I hesitated, staring into his swirling half-gold eyes, and made my choice.
I capped Riptide and dropped it to the floor, then kicked it away. I then turned Annabeth's knife over and stepped very slowly forwards, offering it hilt-first to Luke.
Luke took the knife nearly as cautiously as I'd offered it, and, for a split-second, I wondered if this was going to work.
But, between heartbeats, as I let go of the knife and made to step slowly backwards, the blank gold look snapped back over Luke's features, and before I could even think about reacting, before Annabeth or Grover could yell a warning, he took a huge stride in my direction, and with the horrendous screeching of tearing metal, he'd driven Backbiter to the hilt clean through my chestplate. I hadn't even seen him lift his sword arm.
It was cold.
We hung there a moment, close enough to embrace as I could do nothing but gaze into the maddened and triumphant golden gaze of the Titan, who'd well and truly taken control this time over.
Then Kronos was stepping backwards, and pulling the sword back as he did. Without it there to sort of hold me upright, my legs gave and I crumpled to the white marble, curling slightly inwards on myself as I did. The floor was cold too (as cruel and unforgiving as the gods themselves), and I found myself shivering slightly as I lay there, focusing on just breathing shallowly through the pain, painting a truly pathetic image of the last line of defence.
I heard a sort of shuffle, and then the ugly clang of a metal sword falling onto the floor. With a huge effort, I forced myself to shift to look up at Luke/Kronos, who'd dropped Backbiter with a look of horror on his face. Sweat beaded on his brow.
He rushed to clumsily unbuckle a section of his armour, exposing a patch of skin on the underside of his arm. Luke, then. He cast his eyes to Annabeth, and muttered something that sounded suspiciously like 'I'm sorry,' before he took a deep breath, and, with some difficulty, stabbed himself with Annabeth's short knife.

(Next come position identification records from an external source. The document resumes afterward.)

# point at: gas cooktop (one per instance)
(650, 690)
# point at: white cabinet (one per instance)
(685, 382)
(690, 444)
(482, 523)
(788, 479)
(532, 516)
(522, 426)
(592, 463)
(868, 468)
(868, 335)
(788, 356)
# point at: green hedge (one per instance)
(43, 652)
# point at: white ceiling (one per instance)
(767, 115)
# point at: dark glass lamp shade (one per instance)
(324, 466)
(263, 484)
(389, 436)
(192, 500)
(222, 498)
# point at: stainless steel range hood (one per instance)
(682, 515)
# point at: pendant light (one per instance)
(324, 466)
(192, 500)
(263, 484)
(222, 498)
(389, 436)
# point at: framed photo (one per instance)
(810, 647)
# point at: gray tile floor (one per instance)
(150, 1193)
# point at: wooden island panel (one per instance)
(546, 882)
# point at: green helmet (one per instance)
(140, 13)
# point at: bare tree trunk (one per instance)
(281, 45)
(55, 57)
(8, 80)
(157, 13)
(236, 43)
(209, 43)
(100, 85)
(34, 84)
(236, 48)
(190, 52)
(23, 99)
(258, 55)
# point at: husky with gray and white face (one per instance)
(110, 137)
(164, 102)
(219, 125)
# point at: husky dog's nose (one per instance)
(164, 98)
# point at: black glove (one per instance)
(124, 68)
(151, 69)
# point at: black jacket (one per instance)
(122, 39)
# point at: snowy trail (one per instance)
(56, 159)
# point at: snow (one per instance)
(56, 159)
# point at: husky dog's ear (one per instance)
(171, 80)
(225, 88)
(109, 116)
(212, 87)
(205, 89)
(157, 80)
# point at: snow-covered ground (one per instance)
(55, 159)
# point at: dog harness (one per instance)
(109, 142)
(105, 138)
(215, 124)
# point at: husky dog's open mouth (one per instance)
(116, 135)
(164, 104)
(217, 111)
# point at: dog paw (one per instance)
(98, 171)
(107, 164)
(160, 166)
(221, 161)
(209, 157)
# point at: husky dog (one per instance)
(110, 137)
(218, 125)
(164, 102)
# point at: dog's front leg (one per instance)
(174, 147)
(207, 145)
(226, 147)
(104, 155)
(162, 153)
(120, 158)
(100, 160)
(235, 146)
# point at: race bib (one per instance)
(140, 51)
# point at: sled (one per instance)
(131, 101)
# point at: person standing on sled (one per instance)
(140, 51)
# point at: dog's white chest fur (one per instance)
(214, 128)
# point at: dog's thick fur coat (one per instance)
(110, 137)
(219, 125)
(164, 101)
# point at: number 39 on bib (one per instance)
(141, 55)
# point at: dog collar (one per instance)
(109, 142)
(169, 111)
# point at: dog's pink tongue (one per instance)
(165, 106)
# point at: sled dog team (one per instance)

I curled back in on myself again as the air was suffused with brilliant gold, and Luke positively howled. Where his body had been glowing gold with the ichor of a Titan, his skin fell to dust, leaving chunks of flesh missing from his body, but unbleeding. Then his body hit the floor like a bowling ball, the sound echoing around the throne room. His breath was a faint rattle. "You knew." His unfocused blue eyes stared past Annabeth. "I almost killed you, but-"

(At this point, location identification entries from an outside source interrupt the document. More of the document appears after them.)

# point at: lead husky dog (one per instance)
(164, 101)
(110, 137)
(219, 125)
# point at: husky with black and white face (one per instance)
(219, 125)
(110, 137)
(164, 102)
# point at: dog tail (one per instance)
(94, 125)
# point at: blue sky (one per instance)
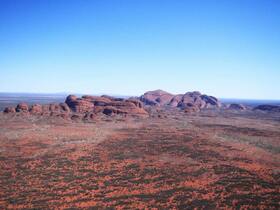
(228, 49)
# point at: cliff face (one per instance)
(195, 99)
(83, 107)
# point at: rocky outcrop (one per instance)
(80, 105)
(86, 107)
(237, 107)
(183, 101)
(267, 107)
(9, 110)
(22, 107)
(36, 109)
(191, 108)
(156, 97)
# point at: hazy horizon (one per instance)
(228, 49)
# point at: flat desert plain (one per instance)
(206, 160)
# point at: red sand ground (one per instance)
(176, 161)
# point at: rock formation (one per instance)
(237, 107)
(86, 107)
(183, 101)
(267, 107)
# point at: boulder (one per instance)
(79, 105)
(156, 97)
(22, 107)
(267, 107)
(237, 107)
(36, 109)
(9, 110)
(191, 108)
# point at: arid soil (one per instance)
(207, 160)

Annabeth dropped to her knees beside him. "Shh, you were a hero at the end. You'll go to Elysium."
Luke tried to nod his head. "Rebirth...Three times. Try for the Isles of the Blest."
I laid my head gently back against the marble: I didn't need to watch the final moments between two people who had been, by all accounts, family. The cold seemed to fill me right to my very core, Backbiter's deadly curse draining my life source even faster than the wound itself.
Grover landed heavily by my side and rolled me onto my back, pressing his hands against the entry wound in my stomach. Fiery agony lanced through my entire body, and my boots drew bloody streaks on the white marble as I writhed against him with all of my fading strength.
His eyes were huge and wild: terrified, but he kept the pressure up and kept muttering (to himself or to me I wasn't sure), "stay awake, stay awake, don't die please."
But it was too little, too late.
As I let the world start to swim away, I heard:
"Did you- Did you love me?"
I was unconscious before I heard Annabeth's reply.